C’est une partie de l’histoire qui semble avoir sombré dans l’oubli…
La contribution du CAM et des musulmans a été déterminante pour que le pays puisse accéder à l’Indépendance. Nous ne pouvons le nier. Mais durant les réunions qui ont suivi après les élections, ils étaient tous unanimes à reconnaître que sans le CAM, Maurice n’aurait peut-être pas eu son Indépendance.

« Les musulmans ont contribué à l’industrialisation du pays »

Quelle a été votre contribution au sein du parti ?
J’étais encore très jeune à l’époque et j’habitais à la rue Wellington, à Port-Louis. Je me souviens que durant la période électorale, je prenais la voiture de mon père et j’allais rencontrer les gens dans les régions de la capitale. J’étais accompagné de quelques agents et nous expliquions aux gens l’importance de l’Indépendance du pays. Aussi, après la salaat-ul-maghrib, Sir Abdul Razack Mohamed, en compagnie d’autres membres du parti, allaient dans les mosquées pour rencontrer les musulmans. Je rencontrais Sir Abdul dans son bureau régulièrement pour discuter des articles de presse qu’on publiait dans le journal STAR, alors dirigé par Swaley Mohabeer. J’assurais la liaison entre le journal et le parti.

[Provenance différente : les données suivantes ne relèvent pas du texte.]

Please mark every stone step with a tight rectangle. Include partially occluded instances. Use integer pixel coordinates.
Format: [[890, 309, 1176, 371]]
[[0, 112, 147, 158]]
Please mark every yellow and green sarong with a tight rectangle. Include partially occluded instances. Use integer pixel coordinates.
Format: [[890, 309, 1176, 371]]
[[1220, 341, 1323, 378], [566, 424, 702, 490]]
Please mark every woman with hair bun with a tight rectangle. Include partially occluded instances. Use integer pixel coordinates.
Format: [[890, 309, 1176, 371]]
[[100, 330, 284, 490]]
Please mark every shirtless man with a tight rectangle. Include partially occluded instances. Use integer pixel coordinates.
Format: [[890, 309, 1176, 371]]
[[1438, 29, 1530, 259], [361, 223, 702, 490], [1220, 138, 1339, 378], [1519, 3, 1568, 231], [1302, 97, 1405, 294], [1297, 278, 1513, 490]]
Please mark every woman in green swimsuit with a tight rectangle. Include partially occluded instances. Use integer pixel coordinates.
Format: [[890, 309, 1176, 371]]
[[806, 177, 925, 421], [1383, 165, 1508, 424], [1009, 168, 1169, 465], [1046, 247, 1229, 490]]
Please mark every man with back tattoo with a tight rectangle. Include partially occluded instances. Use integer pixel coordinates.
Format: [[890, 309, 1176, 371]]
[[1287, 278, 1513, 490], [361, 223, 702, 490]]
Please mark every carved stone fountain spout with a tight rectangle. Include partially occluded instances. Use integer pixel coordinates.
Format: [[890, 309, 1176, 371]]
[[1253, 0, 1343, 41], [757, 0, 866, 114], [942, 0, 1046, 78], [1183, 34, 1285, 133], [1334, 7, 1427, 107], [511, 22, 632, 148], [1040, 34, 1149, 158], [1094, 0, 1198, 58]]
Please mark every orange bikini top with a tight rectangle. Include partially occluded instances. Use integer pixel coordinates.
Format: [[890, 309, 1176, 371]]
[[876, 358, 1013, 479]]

Après l’Indépendance, comment le mode de vie des musulmans a évolué ?
Les musulmans ont su apporter leur contribution au pays dans plusieurs domaines que ce soit dans le commerce, dans l’économie ou autres. Des commerces gérés par des musulmans ont commencé à voir le jour un peu partout dans l’île et principalement à Port-Louis. Nous avons aussi vu la contribution des musulmans dans l’industrialisation du pays comme l’émergence du Groupe Currimjee, entre autres. Sur le plan professionnel, la communauté a produit plusieurs grands professionnels dans différents domaines. En ce qui concerne la pratique de la religion, le pays compte à ce jour plus de 200 mosquées. Pour vous dire que les musulmans mènent, aujourd’hui, une vie décente.